Efflux systems play a central role in the resistance of bacteria to heavy metals, but their role in iron homeostasis has been relatively slow to emerge. This is perhaps a reflection of the fact that iron limitation is a far more prevalent challenge for bacteria than iron intoxication¹³¹, due in part to the very low solubility of iron under aerobic conditions of near neutral pH. Recent results, however, have greatly expanded our appreciation of the central importance of iron efflux systems and their contribution to virulence in human pathogens^{27, 37, 38}. This implies that iron intoxication imposes a selective pressure during infection, although how this arises is not yet clear. For example, iron intoxication may arise from an uncontrolled influx of iron into the cell from the outside. Indeed, it is thought that macrophages impose Zn²⁺ and Cu⁺ toxicity on engulfed bacteria by import of metals into the phagolysosome¹³². However, iron is not known to be imported into the phagocytic vacuole. Iron overload may also result when bacteria exposed to an iron limited environment, and therefore expressing high affinity uptake systems, transition to an iron-rich environment. The sudden influx of iron may then be best accommodated by storage or efflux. Alternatively, or in addition, iron intoxication may arise from within the cell. For example, oxidative stress may lead to the release of iron from abundant iron-sulfur and mononuclear iron enzymes, thereby leading to an increase in cytosolic iron levels.

Iron intoxication may also be present in specific environments. For example, acidophilic bacteria grow in low pH environments where iron concentrations may be 10¹⁸ times higher than that found in pH neutral environments¹³³. In the case of iron-respiring bacteria, high local concentrations of Fe²⁺ may be produced by reduction of Fe³⁺-containing minerals¹⁰¹. Further work is needed to better define the prevalence of iron intoxication in natural environment settings and the role of iron efflux in these environments.
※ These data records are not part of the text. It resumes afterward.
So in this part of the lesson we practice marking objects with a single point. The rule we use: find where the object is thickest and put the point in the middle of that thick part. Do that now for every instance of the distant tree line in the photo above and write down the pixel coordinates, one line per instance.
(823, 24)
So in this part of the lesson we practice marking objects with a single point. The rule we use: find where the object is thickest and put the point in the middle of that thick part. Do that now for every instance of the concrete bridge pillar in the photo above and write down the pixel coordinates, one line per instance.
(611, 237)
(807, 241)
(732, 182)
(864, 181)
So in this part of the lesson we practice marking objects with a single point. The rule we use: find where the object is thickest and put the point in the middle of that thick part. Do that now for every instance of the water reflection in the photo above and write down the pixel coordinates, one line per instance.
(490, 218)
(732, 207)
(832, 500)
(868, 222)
With the identification of the several families of iron efflux systems noted here, the stage is now set for further structural, biochemical and genetic studies to address their mechanisms of metal selectivity. It is presently unclear how these efflux transporters discriminate Fe²⁺ from competing substrates and how, at a structural level, efflux is coupled to substrate binding and energy consumption. It is also unclear why some cells rely on ATP-dependent P-type transporters and others utilize CDF proteins, which are coupled to the proton motive force. It is notable that in several cases efflux pumps were initially assigned a role for substrates others than Fe²⁺ (PfeT, FrvA, CtpD), and in other cases (FieF, Nia) the most relevant physiological substrate is still unclear. This highlights the fact that metal selectivity cannot be easily predicted from protein sequence alone, and biochemical assays need to be interpreted in context of the physiology of the organisms. In several of the cases described, the most compelling evidence to assign function has emerged from a careful analysis of mutant phenotypes combined with detailed analysis of regulation to infer those conditions that specifically induce expression.